Stevens had wound up in Princeton, West Virginia. In the intervening 40-odd years, both had married, Stevens twice (she even had a grandson named Aubrey, after her not-forgotten beau), but both found themselves alone again. Soon after Stevens’ second husband died in 1985, her thoughts turned once again to Williams, and she commenced to sleuthing. But even the ads she took out in the papers of the American Legion, the Disabled American Veterans, and the Veterans of Foreign Wars couldn’t do what the grapevine could. Acting on a tip from a friend, Stevens dialed information and found the number for Williams in Stevensburg, Culpeper County and rang him up immediately.
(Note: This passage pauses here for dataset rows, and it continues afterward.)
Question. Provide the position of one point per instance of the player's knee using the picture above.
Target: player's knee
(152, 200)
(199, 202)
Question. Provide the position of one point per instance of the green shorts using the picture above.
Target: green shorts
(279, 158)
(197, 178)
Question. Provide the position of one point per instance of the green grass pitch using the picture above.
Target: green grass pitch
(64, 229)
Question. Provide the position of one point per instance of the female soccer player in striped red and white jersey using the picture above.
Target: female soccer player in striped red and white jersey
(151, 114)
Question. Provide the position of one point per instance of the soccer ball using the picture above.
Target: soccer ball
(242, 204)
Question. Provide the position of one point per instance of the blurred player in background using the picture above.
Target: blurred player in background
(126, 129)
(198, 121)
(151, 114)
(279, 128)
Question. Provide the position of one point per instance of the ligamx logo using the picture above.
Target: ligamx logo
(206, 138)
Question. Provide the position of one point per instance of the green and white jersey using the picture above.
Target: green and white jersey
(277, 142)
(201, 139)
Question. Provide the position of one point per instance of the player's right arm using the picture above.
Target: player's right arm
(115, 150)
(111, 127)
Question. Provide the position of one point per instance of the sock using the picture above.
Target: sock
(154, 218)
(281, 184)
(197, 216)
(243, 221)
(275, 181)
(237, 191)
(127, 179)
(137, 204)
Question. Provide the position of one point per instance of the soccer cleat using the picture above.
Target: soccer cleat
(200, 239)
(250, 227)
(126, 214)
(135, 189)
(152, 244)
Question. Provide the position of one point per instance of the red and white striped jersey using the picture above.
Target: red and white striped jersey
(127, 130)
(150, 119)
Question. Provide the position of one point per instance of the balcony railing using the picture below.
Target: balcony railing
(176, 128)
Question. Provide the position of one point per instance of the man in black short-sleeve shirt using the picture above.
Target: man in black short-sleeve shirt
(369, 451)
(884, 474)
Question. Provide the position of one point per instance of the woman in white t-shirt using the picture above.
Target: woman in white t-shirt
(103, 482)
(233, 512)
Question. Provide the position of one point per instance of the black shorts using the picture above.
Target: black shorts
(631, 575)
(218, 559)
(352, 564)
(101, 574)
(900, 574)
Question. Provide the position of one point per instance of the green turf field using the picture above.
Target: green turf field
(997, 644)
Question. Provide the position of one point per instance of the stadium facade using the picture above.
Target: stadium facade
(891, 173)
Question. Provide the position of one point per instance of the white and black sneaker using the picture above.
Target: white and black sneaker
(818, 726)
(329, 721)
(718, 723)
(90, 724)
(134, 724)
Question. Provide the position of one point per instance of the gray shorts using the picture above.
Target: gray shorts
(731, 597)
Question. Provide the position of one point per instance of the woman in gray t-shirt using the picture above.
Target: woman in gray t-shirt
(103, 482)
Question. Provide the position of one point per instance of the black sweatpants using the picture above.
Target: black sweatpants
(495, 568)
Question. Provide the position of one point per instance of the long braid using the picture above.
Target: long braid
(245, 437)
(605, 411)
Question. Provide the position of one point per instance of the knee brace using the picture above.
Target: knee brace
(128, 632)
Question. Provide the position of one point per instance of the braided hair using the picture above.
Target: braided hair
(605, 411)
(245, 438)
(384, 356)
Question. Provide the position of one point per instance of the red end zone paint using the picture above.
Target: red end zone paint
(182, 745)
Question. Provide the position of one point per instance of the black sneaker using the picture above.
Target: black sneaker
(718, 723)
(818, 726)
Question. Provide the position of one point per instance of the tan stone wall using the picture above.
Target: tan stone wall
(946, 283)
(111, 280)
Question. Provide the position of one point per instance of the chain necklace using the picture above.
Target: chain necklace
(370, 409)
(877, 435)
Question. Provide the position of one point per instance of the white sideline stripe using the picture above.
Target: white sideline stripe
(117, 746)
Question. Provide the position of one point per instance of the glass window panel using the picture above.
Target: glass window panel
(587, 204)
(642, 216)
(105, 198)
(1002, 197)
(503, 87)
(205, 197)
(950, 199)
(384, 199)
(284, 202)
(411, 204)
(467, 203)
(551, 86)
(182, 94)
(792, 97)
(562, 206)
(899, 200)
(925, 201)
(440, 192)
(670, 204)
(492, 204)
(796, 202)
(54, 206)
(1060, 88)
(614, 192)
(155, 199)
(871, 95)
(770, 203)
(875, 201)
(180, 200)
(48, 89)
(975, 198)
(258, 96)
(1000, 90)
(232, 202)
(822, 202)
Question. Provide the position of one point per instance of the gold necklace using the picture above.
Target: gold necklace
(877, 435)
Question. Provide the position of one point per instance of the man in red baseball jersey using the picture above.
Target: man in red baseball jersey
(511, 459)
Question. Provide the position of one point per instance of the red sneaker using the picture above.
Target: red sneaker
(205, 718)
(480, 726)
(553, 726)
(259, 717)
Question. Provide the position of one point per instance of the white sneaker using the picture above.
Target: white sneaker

The call proved that the spark was still very much there. That first night they talked three times, totaling three hours—not such a cheap date at the time. As they chatted, Williams recalled his nail-biting promenade along that ledge and avowed that he’d gladly walk it again, but instead asked Stevens to visit him in Culpeper, a less risky step for a re-enamored sexagenarian. Down went her receiver and out came her suitcase. “I let him get away once,” she said. “I wasn’t about to let it happen again.” She gave a friend $100 to drive her the 250 miles to the Culpeper police station. Dispatcher Mabel Crawford said that the “teeny-tiny” Stevens came into the station with an oversized piece of luggage, her pocketbook and a carton of cigarettes. She asked where she could get a hotel room, preferably near a beauty shop so she could get “all dolled up” for Williams.

It appears, however, that 40 years was wait aplenty for Williams, and he wanted to see Stevens ASAP. He high-tailed it to the station to find his long-lost love dressed down in stone-washed jeans and high-heeled boots, with “rollers in her hair covered with a scarf.” Unconcerned that she had not been able to spruce up, Stevens said she had “never done anything this daring” and was “just as excited as she could be,” Crawford told reporters.

When the once-interrupted lovebirds saw each other, “there was no hesitation,” just hugs and kisses. “They are finally back in each other’s arms,” said the dispatcher. They left the police station arm in arm, “like a romance novel.” Somebody call Fabio.